But science fiction isn’t really about predicting the future. If it needs a value beyond beguiling us, I think it’s this: science fiction makes us aware that things needn’t be the way they are. That the world isn’t just what it looks like in our prosaic, limited view. That there are wonders, and possibilities.

Most sf readers are true progressives. We see the world today as a sketch; a possible reality surrounded by hundreds of unseen possible realities. Sf readers opposed racism from the beginning (its history in that regard is far from perfect, but that’s another story.) Why? Because we see intelligence and spirit and dignity in minds, however they are constituted. For the same reason, the gender fluidity that has so many people irrationally scared today is no problem for an sf reader. We’ve been to planets with three sexes, or no sexes, or fallen in love with characters who change their gender.

We’re futurists, by and large. Anyone who has read Foundation knows that the future, like the past, is determined by statistics. Who can take seriously the idea that the world will be saved if only “our” party is in office, who has read Foundation? We’ve also walked amid the rubble of shattered worlds and know that ours is precious and needs protecting. Sf readers knew the dread power and wonderful potential of the energy locked in the atom long before the rest of the world.

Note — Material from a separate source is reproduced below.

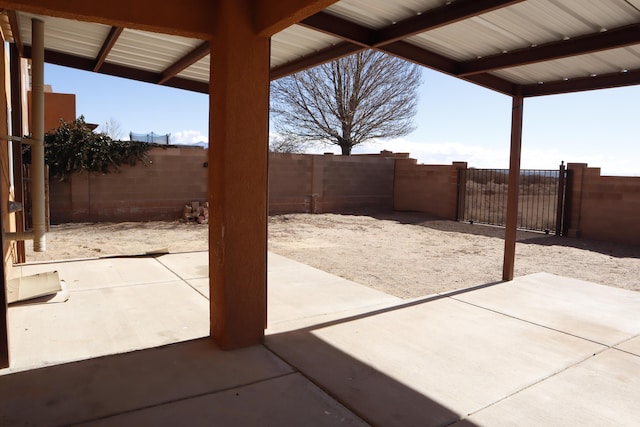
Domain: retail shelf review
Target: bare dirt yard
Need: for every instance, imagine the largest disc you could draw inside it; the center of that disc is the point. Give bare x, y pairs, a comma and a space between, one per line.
404, 254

In “A World Well Lost,” the people of earth call two aliens “Loverbirds” because of their routine displays of affection for each other – not realizing that both are male.

On an even deeper level, science fiction, even bad science fiction, makes us think about the inner nature of things, not just their outer appearances. What is awareness? What is meaning? What might the future hold? How can we find truly new solutions to age-old problems?

How sad to consider these questions and say “I just don’t get it.”

4 replies on “The Value Of Science Fiction”

The entire point of the character of Jean-Luc Picard is that he actively embraced the idea that there were OTHER ideas – ideas just beyond the grasp of routine comprehension, that were beneficial and wonderful.

Suggesting that he didn’t somehow understand this when presented in narrative form? A cheap throw-away gag from the pen of a streaming service hack.

I agree utterly. Picard was defined by that. Imagination was the key tool in his appreciation of everything from the sentience of Data to the possibility that a Borg like Hugh might become an individual.

If I had to choose one episode of “Star Trek” to turn into an off-Broadway play, I would go with The Empath.

If I had to choose one member of the IM Force from “Mission: Impossible” to be my designated driver, it would be Willie.

Why doesn’t Batman use sonar?

I wish in my life I had ordered manicotti at restaurants more.

When I am really depressed I watch reruns of “Rhoda” because why not I guess.

Rhoda is not science fiction. My definitional structure works! I was easily able to utilize it to make this distinction.
My off-Broadway Star Trek would of course be The Alternative Factor.